Maakouda is a Moroccan potato dish, served either as pie or as fritters, that became a traditional Passover weekday dish for many Moroccan Jews. Similar to the Ashkenazi potato kugel, maakouda is a simple pie of potatoes and eggs, the staples of Passover in so many Jewish communities around the Diaspora. As a Moroccan street food, maakouda is fried in individual portions, but most of the homemade versions are baked in the oven. Maakouda is ideal for Passover, though in many Jewish Moroccan homes it is served year round. To make it a bit more interesting, healthy and fun, I added a bunch of chopped fresh dandelion greens to the original recipe and loved the results. You can experiment with the greens of your choice, from herbs to kale, spinach or Swiss chard.
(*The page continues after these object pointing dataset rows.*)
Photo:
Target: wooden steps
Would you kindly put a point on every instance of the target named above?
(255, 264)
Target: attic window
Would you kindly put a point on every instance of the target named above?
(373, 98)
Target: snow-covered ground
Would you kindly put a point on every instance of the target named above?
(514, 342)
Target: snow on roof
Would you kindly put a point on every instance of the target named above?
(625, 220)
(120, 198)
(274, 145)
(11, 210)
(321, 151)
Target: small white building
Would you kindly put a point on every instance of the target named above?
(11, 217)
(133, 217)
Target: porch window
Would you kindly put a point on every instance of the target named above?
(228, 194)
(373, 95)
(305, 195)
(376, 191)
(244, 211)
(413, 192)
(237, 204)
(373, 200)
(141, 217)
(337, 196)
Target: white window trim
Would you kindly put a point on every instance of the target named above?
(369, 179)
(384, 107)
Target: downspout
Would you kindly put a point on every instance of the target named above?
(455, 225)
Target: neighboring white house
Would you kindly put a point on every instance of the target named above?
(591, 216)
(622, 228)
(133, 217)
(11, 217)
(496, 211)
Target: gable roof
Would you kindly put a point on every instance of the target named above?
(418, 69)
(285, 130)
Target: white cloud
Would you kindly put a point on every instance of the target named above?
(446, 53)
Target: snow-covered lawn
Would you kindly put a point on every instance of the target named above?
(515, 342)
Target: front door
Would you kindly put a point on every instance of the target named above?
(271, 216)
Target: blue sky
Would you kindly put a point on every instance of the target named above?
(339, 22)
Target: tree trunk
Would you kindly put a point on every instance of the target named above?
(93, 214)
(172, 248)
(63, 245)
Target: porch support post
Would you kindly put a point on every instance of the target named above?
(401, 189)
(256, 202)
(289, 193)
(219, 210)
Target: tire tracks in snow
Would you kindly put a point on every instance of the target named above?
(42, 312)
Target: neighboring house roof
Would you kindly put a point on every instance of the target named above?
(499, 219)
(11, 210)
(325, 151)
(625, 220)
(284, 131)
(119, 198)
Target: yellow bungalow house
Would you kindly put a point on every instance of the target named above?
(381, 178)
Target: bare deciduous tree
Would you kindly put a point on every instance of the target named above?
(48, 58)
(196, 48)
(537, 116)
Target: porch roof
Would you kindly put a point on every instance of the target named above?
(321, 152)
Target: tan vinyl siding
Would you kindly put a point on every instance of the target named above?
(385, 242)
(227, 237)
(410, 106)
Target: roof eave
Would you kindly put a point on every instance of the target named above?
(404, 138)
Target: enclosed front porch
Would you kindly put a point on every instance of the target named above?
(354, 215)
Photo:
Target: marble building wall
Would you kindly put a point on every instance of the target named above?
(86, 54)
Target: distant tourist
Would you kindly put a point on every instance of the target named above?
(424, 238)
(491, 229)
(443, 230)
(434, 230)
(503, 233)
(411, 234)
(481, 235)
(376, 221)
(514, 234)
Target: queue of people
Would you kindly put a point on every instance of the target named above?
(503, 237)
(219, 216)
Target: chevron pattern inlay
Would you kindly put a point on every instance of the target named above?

  • 2 pounds golden potatoes, skin on, scrubbed
  • 4 tablespoons olive oil, divided, plus more for drizzling
  • 1 yellow onion, chopped
  • ½ pound dandelion greens, chopped
  • 1½ teaspoons kosher salt
  • ½ teaspoon turmeric
  • ¼ teaspoon ground black pepper
  • 5 eggs, separated


  • Preheat oven to 425 degrees. Grease a 9-inch round cake pan with oil and drizzle 1 tablespoon olive oil at the bottom. Put the potatoes in a medium pot and cover with cold water. Bring to boil over high heat, cover, lower the heat and cook until tender, about 25 minutes. Drain and transfer the potatoes to a large bowl. Mash the potatoes in their skins with a fork, leaving small chunks.
  • While the potatoes are cooking, heat remaining olive oil in a pan over medium-high heat and sauté the onion until golden. Add the chopped dandelion and sauté about 3 minutes more. Remove from the heat. Add the dandelion mixture to the bowl with the mashed potatoes and mix. Add salt, turmeric, black pepper and egg yolks and mix again.
  • Whip egg whites to form soft peaks and then fold into potato mixture. Transfer to the pan and drizzle a little olive oil on top. Bake for 10 minutes, then reduce the heat to 350 degrees and bake for 30 to 35 minutes longer, until the top is golden and the pie is firm. Let sit for 5 minutes, then slice and serve.

4 Responses

  1. Yaffa says:

    Shalom Vered

    In the Maakouda receipe, can I use less eggs?


    • Merav Levkowitz Merav Levkowitz says:

      You can, but you might need to reduce the proportions of the fillings, too, so that it still holds together.

  2. Kim says:

    Any chance this can be made ahead and reheated?